В январе 1813 года в «Московских ведомостях» появилось обращение Я. И. Бардовского, переводчика, литератора, бывшего до войны членом Общества любителей российской словесности при Московском университете, с просьбой о доставлении ему сведений «о нашествии неприятеля на Москву», поскольку он имеет поручение от императора описать эти события. Карамзин просит Дмитриева узнать о поручении и Бардовском. Возможно, уже тогда Карамзин задумался о литературной работе на военную тему. Думается, с этими мыслями связана и фраза в его письме 17 февраля 1813 года Малиновскому о том, что он читает Тацита и Монтеня, сопровождаемая замечанием: «Они жили также в бурные времена». Наверное, Карамзин был уязвлен тем, что такое историческое поручение дано не ему, историографу, а человеку, никак не проявившему себя в этой области. Об этом он, видимо, разговаривал с Дмитриевым во время его приезда в Москву. В марте 1814 года Карамзин прямо сообщает императрице Марии Федоровне о своем намерении «„заняться историею“ нынешнего достопамятного времени и важнейших происшествий, в глазах наших совершившихся и совершающихся».

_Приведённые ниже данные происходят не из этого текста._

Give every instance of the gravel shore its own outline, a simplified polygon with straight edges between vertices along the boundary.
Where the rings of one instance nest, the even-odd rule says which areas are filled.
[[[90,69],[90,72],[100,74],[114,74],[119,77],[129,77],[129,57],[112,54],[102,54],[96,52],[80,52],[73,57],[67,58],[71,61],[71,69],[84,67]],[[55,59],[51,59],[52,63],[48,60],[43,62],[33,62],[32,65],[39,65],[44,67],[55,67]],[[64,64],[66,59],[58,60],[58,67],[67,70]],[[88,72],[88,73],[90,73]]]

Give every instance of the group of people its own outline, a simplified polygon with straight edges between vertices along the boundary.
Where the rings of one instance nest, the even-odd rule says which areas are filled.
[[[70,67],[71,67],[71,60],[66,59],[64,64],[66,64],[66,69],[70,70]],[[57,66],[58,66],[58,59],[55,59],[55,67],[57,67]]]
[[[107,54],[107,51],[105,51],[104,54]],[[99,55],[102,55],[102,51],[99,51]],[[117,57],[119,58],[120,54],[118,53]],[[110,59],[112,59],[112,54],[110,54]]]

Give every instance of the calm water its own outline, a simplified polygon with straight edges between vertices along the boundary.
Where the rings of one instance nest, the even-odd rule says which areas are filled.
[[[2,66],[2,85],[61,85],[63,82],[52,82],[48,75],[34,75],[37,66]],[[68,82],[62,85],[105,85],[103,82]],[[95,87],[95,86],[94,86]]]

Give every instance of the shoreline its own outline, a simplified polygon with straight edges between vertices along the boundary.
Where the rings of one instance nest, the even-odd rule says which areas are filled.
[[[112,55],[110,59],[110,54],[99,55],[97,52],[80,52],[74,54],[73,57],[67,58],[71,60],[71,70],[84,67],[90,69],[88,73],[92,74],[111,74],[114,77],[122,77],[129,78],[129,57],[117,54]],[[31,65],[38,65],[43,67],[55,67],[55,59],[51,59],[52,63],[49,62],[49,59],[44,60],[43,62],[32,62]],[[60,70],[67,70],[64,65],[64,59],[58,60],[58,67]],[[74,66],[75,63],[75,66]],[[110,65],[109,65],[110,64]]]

17 апреля в Москву прибыл специально посланный курьер, граф Васильев, чтобы объявить древней столице о взятии Парижа. В кремлевских соборах служили благодарственные молебны, после литургии гремел орудийный салют, над городом плыл колокольный звон, преосвященный Амвросий, выйдя на площадь, обратился к народу с проникновенными словами: «Москва! вознеси главу свою, убеленную долголетними сединами; отряси прах, покрывающий оную; радость и веселие да разольются на величественном челе твоем». Три дня продолжались празднества.
В опьяняющей атмосфере победных торжеств Карамзину, с одной стороны, хотелось писать историю Отечественной войны, с другой — он понимал трудность работы: сбор материала, необходимость заняться современными военными науками, о которых он имел самое общее представление, наконец, он должен был на время работы иметь материальное обеспечение. 20 апреля 1814 года он пишет Дмитриеву: «Мысль описать происшествия нашего времени мне довольно приятна; но должно знать многое, чего не знаю. Не возьмусь за перо иначе, как с повеления государева. Не хочу писать для лавок: писать или для потомства, или не говорить ни слова». 11 мая на уговоры Дмитриева приняться за работу он отвечает: «Не имею нужды уверять тебя, какое живое участие беру в великих происшествиях, в особенности столь славных для нашего любезнейшего государя. Я готов явиться на сцену с своею полушкою, и если буду жив, то непременно предложу усердное перо мое на описание французского нашествия; но мне нужны, любезный, сведения, без которых могу только врать: почему и буду просить их. Читал я Петербургское красноречие, и хотя не знаю, что ты думаешь, но соглашаюсь с тобою, доверяя твоему вкусу. Мы очень славны: авось будем и разумны; всему есть свое время. Я в бреду написал было несколько строф; но теперь не имею сил писать ни стихами, ни прозою».
Карамзин говорит здесь об оде «Освобождение Европы и слава Александра I», которая была им написана к празднеству 19 мая и тогда же напечатана в Москве отдельной брошюрой. Из бесчисленного числа тогдашних од она прежде всего выделялась посвящением. Обычно такие оды посвящались царю. Карамзин написал: «Посвящается Московским жителям», затем следовало развернутое посвящение:
«С вами, добрые Москвитяне, провел я четверть века и лучшее время жизни моей; с вами видел грозу над сею столицею отечества; с вами ободрялся великодушием достойного нашего градоначальника; с последними из вас удалился от древних стен Кремлевских, и с вами хожу ныне по священному пеплу Москвы, некогда цветущей. Сердце мое принадлежит вам более, нежели когда-нибудь. В эти тревоги и бедствия видел я вашу доблесть: лица горестные, но ознаменованные твердостью; слезы, но слезы умиления, всегда исчисляемые Отцом Небесным: они были для тирана Европы гибельнее самого оружия Героев Российских. Примите жертву моей искренности. Счастлив буду, если, пользуясь остатком дней моих и способностей, успею изобразить на скрижалях „Истории“ чудесную, беспримерную славу Александра I и нашу: ибо слава Монарха есть народная».